Decía Tom Gayner, uno de los grandes inversores de la historia, que a los principales ejecutivos de una empresa hay que exigirles inteligencia e integridad. La misma regla es aplicable a la política: no en vano son los ´ejecutivos´ de una nación. Un político honrado pero ingenuo puede resultar tan peligroso como otro inteligente pero sin escrúpulos. En España hemos tenido sobrados ejemplos de los dos tipos. Y se puede añadir otro peor, que es la suma de la estupidez y la corrupción; o, cuando menos, la suma de la frivolidad con el impetuoso deseo de conservar el poder a toda costa. El electoralismo consiste básicamente en esto.
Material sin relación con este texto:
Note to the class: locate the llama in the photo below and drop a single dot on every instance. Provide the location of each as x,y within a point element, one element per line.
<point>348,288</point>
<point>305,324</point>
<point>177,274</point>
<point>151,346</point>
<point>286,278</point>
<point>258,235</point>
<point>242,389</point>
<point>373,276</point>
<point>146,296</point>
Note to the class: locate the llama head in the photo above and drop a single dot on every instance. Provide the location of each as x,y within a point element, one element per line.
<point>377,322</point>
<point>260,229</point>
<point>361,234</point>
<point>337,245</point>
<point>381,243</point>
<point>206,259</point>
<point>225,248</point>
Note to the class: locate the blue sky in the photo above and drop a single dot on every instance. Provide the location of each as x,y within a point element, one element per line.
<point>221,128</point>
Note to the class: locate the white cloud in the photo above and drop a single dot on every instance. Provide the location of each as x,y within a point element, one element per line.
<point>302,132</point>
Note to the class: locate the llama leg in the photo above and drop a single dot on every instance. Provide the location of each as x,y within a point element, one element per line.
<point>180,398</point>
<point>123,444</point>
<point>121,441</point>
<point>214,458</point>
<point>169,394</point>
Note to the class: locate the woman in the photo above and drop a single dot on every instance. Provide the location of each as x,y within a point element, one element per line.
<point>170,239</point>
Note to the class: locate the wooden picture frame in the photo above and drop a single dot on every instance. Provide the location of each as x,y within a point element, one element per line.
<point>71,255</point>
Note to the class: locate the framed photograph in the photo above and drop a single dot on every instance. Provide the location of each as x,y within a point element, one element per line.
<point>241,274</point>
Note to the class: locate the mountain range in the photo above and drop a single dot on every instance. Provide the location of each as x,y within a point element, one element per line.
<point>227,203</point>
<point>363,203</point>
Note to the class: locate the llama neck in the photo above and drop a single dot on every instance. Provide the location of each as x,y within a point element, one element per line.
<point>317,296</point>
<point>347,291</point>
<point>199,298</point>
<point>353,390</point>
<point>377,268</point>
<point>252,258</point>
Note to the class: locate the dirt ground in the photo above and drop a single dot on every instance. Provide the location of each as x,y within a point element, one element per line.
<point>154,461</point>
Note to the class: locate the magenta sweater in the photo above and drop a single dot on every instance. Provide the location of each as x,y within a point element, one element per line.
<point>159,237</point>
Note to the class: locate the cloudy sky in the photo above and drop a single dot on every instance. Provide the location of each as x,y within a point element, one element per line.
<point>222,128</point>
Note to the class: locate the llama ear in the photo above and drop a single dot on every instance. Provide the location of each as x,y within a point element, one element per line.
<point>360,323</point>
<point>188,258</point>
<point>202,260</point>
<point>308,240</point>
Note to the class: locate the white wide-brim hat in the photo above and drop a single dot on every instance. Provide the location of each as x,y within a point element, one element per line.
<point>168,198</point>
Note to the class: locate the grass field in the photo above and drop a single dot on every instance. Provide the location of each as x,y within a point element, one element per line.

Un ejemplo reciente lo tenemos en los presupuestos que, tras el pacto con el PNV, ostentan un rostro marcadamente saturniano. Ajustar las pensiones al incremento del IPC significa agravar el ingente déficit estructural de la Seguridad Social, cuando la bomba demográfica -España está llamada a ser uno de los países más envejecidos del mundo- todavía no ha mostrado la plenitud de sus efectos. Que un gobierno no resista el canto de sirenas de los pensionistas, ceda al chantaje electoralista del PNV y se dedique a erosionar el pacto entre generaciones, financiando con deuda su última improvisación, sólo sirve para apuntalar el descrédito de una clase política que vive prisionera de los demonios del presente. Por supuesto, ya sabemos cómo terminará esta historia: habrá más recortes en el futuro -cuando la próxima crisis nos encuentre menos preparados fiscalmente-, pagaremos más impuestos y la cohesión entre las distintas generaciones será menor. La irresponsabilidad tiene sus costes. Y, al igual que el hijo pródigo, me temo que no sólo hemos consumido la herencia de nuestros padres, sino que ahora necesitamos sacrificar el futuro de nuestros hijos.